Dikkat edilirse, özellikle "alaturka" kadrolarını vuracak bir "tadilat" (yüzde 20 civarında) gelmek üzeredir. Bunun anlamı nedir? Batı Müziği ile meşgul olan "yüksek-kültür" kadrolarına pek dokunulmayacak (özellikle Ankara radyosundaki "klasikçiler" ve "halk müzikçiler") ama "geniş" bir kadroya sahip oldukları anlaşılan "alaturkacılar" için süreli kadrolarda hem kesinti yapılacak hem de yeni alımlar yapılamayacaktır. Aslında, kendini yeni müttefikimiz olan "Batı" dünyasında konumlandıran ve bu propaganda ile iktidar olan bir partinin radyolara ilk tırpan vurma çabasıyla karşı karşıyayız. Popüler kültürle uzlaşan alaturkacılara "piyasa düzeni" (eğlencesi, gazinosu, pavyonu, sazeviyle) işaret edilmektedir. Ağır, eski usûl alaturkaya dahilseniz, evde ("radyoda") kalabilir ama daha çok para diyorsanız, "buyrun, sizi gazinolar bekliyor" denilmektedir. Bu arada, radyolardaki "alaturka" süresi azaltılmamakta, aksine artırılmakta ama sürekli kadrolar küçültülmeye çalışılmaktadır. Böyle bir dünyada, popüler kültürün merkezinde yar alan İstanbul Radyosu'na önemli bir iş düşmektedir. Radyonun yeni müdürü Mesud Cemil, Demokrat Parti'ye yakın olmanın yanısıra bu "vazifeye" ideolojik olarak da hazırdır. İlk işlerden biri olarak mevcut sanatçıların kadrolarını gözden geçirmeye başlar. Dışarıda çalışmak (sahne konserleri gibi) mümkün ama artık çok sıkı izinlere bağlı olacaktır. Tabii ki seçim sanatçılara bırakılır, esas endişe yaşayan dinleyicilerdir. Sevdikleri sanatçıları radyoda dinleyebilecekler mi? Herkesin parası yok, konsere, gazinoya gidemez ki. 70. sayıda çıkan haber şöyle:

Mesud Cemil sanatçılara bir seçenek sunmaya çalışıyor ama eski düzene alışmış olanlar hayatlarında ilk kez "piyasa kapitalizmi" ile tanışıyorlar. Bazıları için sorun yok. Zeki Müren, sürekli kadroda olmak yerine on beş günde bir konser teklifini kabule çoktan razı. Çünkü, hem iyi bir piyasa oyuncusu, hem de vereceği konserin bir pazarlama aracı olduğunun farkında. Küçücük bir başka haber, Mesud Cemil yönetimindeki radyoda benzeri yaklaşımların sadece alaturkacıları değil dışarıda çalışan (çalışabilen) herkesi kapsadığını göstermektedir. Okur mektupları köşesinde verilen bir cevaptan anlıyoruz, bir diğer popüler radyo yıldızı olan Orhan Boran da radyodan ayrılmıştır. Hem de "para azlığı" nedeniyle!
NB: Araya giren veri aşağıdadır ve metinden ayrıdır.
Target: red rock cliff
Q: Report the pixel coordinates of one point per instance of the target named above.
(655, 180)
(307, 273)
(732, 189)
Neyse, odağımız "alaturkacılar" olduğuna göre onlardan devam edelim. Kadro sorunlarının olduğu haber 70. Sayıda yayımlanmıştı. Çok değil üç sayı sonra, 73. Sayıda, bu işin ne kadar meşakkatli olduğunu anlatan bir başka haberle karşılaşıyoruz. Belli ki bir kadroda kalabilmek için bir metin (mukavele) imzalanması gerekmektedir ama daha önceden tahmin ettiğimiz durum ortaya çıkmıştır. "Piyasası olmayan" bazı sanatçılar (hem ses hem de enstrüman icracıları) daha düşük ama sürekli olan maaşa razı olmakta, diğerleri ise henüz sözleşmeye imza atamamaktadırlar.

Kabul eden isimlere bakınca, müzik icrasının yanısıra bir de "eğitmenlik" görevini neden kabul ettiklerini aşağı yukarı sezebiliyoruz. Bu arada, radyonun esas "divasının" Safiye Ayla da olduğunu anlamış oluyoruz. Ona dokunmak, fazladan iş istemek, parasını kesmek asla mümkün değildir. Bence de hakkediyor orası ayrı ama, ortada bir ayrımcılık olduğu da aşikâr.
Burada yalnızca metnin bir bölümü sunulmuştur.